There was a danger that the most serious criminals, including terrorists, would simply use a smaller provider or an overseas network that permitted encrypted communications and take the view they were "home free".
"The really scary people will have worked that out for themselves," he said.
It was up to Parliament to decide on the merits of the proposals, he added, but there were "important data protection principles at stake", such as the length of time material was retained, the risk of unauthorised access and whether it was fully disposed off at the end of the period.
"There is a judgement to be made between the security community saying 'we have to have this stuff' and the civil liberties community which says this is a gross intrusion of privacy and of citizens' rights."
The legislation, if approved, should be kept under consistent review to ensure it was working as intended, Mr Graham said.
"It really is for Parliament to keep a watch on these things," he added. "You can have commissioners to chase up on this and that.
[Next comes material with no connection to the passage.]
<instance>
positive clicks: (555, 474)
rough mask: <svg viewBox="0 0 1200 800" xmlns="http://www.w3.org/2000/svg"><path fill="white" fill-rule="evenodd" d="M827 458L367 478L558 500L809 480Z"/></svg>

But this will not be one to legislate and forget."
He said there needed to be detailed discussions about how the new compliance regime would work and the information commissioner would need more powers and resources to keep track of all the material stored.
'Dangerous'
Sir Paul Kennedy, the data interception watchdog, said it was "essential" for the law to be strengthened, although he believed the proposed new powers would be used sparingly.
He told the committee the police and security services could only obtain about 75% of the information they needed to help secure convictions and disrupt potential terrorist activity and this gap was "very dangerous".
Offenders were far harder to trace than ever before, he added, since they were now communicating through the internet and social media, rather than by phone, and sometimes leaving "no footprint".
"We are unsighted in one section of the market and we are in a world which is still extremely volatile.
"Against this background, what is now being sought is not about the amount of information in the public domain but it is about requiring service providers to retain certain information - which can only be accessed in a proper way and when it is shown to be necessary and proportionate to access it."
Sir Paul was asked by Liberal Democrat MP Julian Huppert whether he agreed with recent comments by Chief Constable of Derbyshire Mick Creedon that the powers could be used to corroborate if someone had been sending a text while driving at 80mph.
"I have hesitations about that. I am doubtful about the serious crime frontier if you are in that territory...It\ must depend entirely on the context."